Job Type: Contract
Contract Length: 6-7 Month Contract (with potential for extension)
Target Start Date: January
Work Location/Structure: Remote (local to the Northeast or Midwest preferred)
About the Opportunity:
Our client, a leader in Academic Research and Higher Education, is looking for a skilled HPC Engineer to join their team for a 6-7 month contract engagement. This project involves scaling and maintaining a critical High-Performance Computing (HPC) ecosystem used by university researchers for parallel processing, AI/ML applications, and massive data transfers. This is a high-impact role that requires a self-motivated, tenured professional who can immediately contribute to the stability and efficiency of a complex, large-scale research computing environment.

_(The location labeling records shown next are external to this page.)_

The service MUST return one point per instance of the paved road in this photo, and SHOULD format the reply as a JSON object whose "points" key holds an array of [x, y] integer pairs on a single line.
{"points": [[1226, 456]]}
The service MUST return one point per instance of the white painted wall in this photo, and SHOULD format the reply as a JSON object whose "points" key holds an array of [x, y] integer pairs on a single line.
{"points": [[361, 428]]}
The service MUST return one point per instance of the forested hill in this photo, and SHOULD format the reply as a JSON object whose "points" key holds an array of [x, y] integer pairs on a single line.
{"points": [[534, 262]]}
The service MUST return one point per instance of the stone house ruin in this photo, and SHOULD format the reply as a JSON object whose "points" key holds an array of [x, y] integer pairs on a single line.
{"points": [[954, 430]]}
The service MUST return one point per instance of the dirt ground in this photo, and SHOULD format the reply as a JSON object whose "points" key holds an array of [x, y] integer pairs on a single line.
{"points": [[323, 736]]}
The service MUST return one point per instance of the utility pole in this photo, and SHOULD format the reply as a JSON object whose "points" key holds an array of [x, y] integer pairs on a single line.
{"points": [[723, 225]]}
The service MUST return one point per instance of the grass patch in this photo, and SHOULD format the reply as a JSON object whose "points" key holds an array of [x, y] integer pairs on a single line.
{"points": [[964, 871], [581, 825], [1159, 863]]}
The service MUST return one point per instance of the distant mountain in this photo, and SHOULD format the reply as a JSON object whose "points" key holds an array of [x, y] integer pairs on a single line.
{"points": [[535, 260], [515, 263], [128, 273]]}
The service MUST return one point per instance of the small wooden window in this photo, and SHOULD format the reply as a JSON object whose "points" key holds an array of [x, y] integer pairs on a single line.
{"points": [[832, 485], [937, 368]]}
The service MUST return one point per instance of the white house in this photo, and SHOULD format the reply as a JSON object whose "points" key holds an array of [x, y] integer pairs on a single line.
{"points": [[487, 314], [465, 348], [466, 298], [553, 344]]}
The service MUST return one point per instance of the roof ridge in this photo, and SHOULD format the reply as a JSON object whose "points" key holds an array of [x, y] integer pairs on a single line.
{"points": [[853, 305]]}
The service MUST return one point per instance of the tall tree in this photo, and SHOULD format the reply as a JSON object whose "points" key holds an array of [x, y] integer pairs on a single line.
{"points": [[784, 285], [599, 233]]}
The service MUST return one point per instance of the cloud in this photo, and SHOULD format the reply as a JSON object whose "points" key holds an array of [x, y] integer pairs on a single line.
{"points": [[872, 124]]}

Key Responsibilities & Deliverables:
This role is focused on the successful completion of specific tasks and deliverables. Your responsibilities will include:
- Maintain the entire HPC ecosystem, including system specification, provisioning, OS installation (Rocky Linux), and managing updates/changes to approximately 200 Linux systems. This includes login/file transfer nodes, compute nodes, job schedulers (Slurm), and virtualization (VMware).
- Utilize configuration management and security best practices to maintain all systems using Ansible and the Werewolf cluster management system.
- Manage the Globus data transfer software and support the storage team with Vast and TrueNad Storage maintenance. Provide support for data indexing tools like Starburst.
- Maintain and support user-facing HPC web gateways and research tools (e.g., Open OnDemand, Jupyter Notebook/Lab/Hub, FastX, OpenXDMod).
- Respond to outage/urgent systems issues and develop/document continual operational improvements in the HPC system administration service. Assist with vendor management as needed.
We are looking for someone with a proven track record of successful contract engagements. The ideal candidate will have:
- 5+ years of experience in a similar role within a large-scale enterprise or research environment, with a "tenured" approach to system administration.
- Deep expertise in Linux Systems Administration, Ansible, and HPC cluster management tools like Werewolf and the Slurm job scheduler. This isn't a learning role—you need to be a subject matter expert.
- Demonstrated ability to work autonomously and manage your own time effectively to meet project goals and handle critical system issues.
- Experience installing and maintaining common research computing frameworks and software, particularly AI/ML/DL libraries (TensorFlow, PyTorch) and container platforms.
- Familiarity with high-performance storage solutions like Vast Storage and TrueNad Storage, and experience with Globus or a strong willingness to quickly learn.
- Strong communication skills to provide clear and concise status updates to the project team and technical expertise regarding network, storage administration, and data center issues.
- Scripting proficiency in Shell or Python is a plus.